Developers are one of the most in demand professionals inside and outside the blockchain industry today. Even in start-up hackathons—if you frequent Slack or Rocket chat channels, you will find that when users are forming teams, developers are the quickest to run out.

This isn’t surprising since they are the builders of applications and therefore enjoy some of the highest pay scales worldwide. But it takes a lot of work to become a developer—learning the programming languages isn’t enough. Developers need to continuously update their skills since they are not only racing with the business competition—they are also racing against hackers.

The blockchain industry is tightly woven in with the cryptocurrency industry. And because the cryptocurrency boom has raked in a lot of money (oh, so much money), it has inevitably attracted an entire league of new age criminals as well. Needless to say, security is one of the most critical aspects of development.

While it’s easy to make your own token and launch an ICO for instant profits, serious and respectable developers do not jump into that wagon just like that. There’s a reason why computer science is a science.

Common blockchain developer tools: C++, Solidity, JavaScript, Python

Free courses:  Here is a list, and another, and another.

UI/UX Designers

Blockchain technology is a very complex field—even outside of the politics and drama, the logical flow of processes can easily get lost when developers are pressured to solve problems and provide a service whilst watching their backs and keeping one eye open for bugs that could potentially enable hacks at the expense of investors, which can ultimately cause the entire project to implode.

Fortunately, user interface and user experience (UI/UX) designers are a separate set of professionals who are largely focused on how intuitive, logical, and easy the experience will be for end users.

While some UI/UX designers are also well-versed in code, you don’t have to make that jump into coding—as mentioned, that’s what we have developers for. And although you will find job ads that “require” all sorts of development languages, the truth is, those companies are simply looking to save big bucks, eg. “pay one person to do two jobs.”

UI/UX is one of those aspects of an app whose success can be measured on whether or not anybody noticed: if it’s well-done, nobody will notice; if it’s poorly done, everybody will. UI/UX design is also critical in the early stages of a start-up as it is a primary and powerful presentation tool especially when presenting to investors for funding. And most importantly, UI/UX can actually determine the success or failure of a project—such as why people choose Chrome over Internet Explorer, or Gmail over Hotmail. You get the idea.

To be a UI/UX designer, one needs the ability to analyze and predict human behaviour—how users interact with platforms and objects, as well as their succeeding tendencies.
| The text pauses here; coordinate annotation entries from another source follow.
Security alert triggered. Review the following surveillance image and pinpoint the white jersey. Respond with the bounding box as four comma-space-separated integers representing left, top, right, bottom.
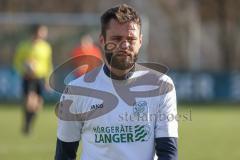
57, 64, 178, 160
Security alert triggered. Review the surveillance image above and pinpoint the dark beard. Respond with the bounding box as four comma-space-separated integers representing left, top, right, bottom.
105, 52, 137, 70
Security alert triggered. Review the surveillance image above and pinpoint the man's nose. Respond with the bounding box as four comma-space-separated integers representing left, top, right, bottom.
120, 40, 130, 49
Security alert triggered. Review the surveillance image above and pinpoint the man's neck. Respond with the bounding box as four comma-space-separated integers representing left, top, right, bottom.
103, 64, 135, 80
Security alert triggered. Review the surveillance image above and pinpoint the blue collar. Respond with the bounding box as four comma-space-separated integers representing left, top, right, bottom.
103, 65, 135, 80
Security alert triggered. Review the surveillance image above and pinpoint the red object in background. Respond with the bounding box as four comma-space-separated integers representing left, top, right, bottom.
71, 35, 102, 77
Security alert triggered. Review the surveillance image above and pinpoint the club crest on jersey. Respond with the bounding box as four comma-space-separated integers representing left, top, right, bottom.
133, 101, 147, 116
90, 103, 103, 110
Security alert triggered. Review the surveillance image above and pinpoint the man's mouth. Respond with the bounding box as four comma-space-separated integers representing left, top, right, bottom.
116, 51, 131, 57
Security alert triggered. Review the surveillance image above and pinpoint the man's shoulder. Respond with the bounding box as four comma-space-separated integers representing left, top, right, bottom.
68, 66, 102, 87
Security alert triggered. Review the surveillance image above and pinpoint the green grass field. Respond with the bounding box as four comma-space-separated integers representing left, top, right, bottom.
0, 104, 240, 160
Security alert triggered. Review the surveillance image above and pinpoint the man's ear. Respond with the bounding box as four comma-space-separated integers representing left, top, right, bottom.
99, 34, 105, 48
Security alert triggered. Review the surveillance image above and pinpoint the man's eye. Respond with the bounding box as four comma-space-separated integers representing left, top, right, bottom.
128, 39, 137, 43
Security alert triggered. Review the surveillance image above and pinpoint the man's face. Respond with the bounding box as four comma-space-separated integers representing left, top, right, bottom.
100, 19, 142, 70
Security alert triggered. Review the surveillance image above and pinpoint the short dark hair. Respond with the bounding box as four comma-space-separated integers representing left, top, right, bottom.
101, 4, 142, 38
30, 24, 45, 35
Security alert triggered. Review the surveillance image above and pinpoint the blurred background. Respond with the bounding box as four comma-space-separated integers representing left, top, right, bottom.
0, 0, 240, 160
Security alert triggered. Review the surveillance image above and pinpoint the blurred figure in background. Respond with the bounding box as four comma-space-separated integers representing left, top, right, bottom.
71, 34, 102, 78
14, 25, 52, 134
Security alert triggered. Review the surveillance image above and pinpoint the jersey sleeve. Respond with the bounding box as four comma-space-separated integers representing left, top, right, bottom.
155, 76, 178, 138
57, 86, 83, 142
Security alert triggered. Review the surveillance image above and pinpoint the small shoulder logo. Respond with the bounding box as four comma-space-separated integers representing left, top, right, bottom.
90, 103, 103, 110
133, 101, 147, 116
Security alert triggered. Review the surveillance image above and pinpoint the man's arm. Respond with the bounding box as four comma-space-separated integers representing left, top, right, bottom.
155, 137, 178, 160
55, 139, 79, 160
Usually, people coming from a background in interactive design do well in this job, with psychology as a plus.

Common tools include: Design and prototyping software (Freeware: InkScape, InVision), wireframing software (here is a list of free software).

Free tutorials: Here is a list.


In the same way that it’s hard for scientists to communicate their work for the general audience (since they are focusing on their research), developers and builders often neglect the communication aspect of a project since they have a ton of work to focus on.

And even if they did have the time for it, often this job is best left to those who have a certain level of mastery in the public relations field. Why? In the cryptocurrency sphere, one wrong word could take an entire project tumbling down in trading value. Although this doesn’t necessarily mean the project is failing, such PR disasters can be avoided by tapping on expert communicators instead.

In addition, expert communicators could actually mean the difference between a project full-speeding ahead, or potentially getting left behind by someone who might not even be better at implementation, just better at communications.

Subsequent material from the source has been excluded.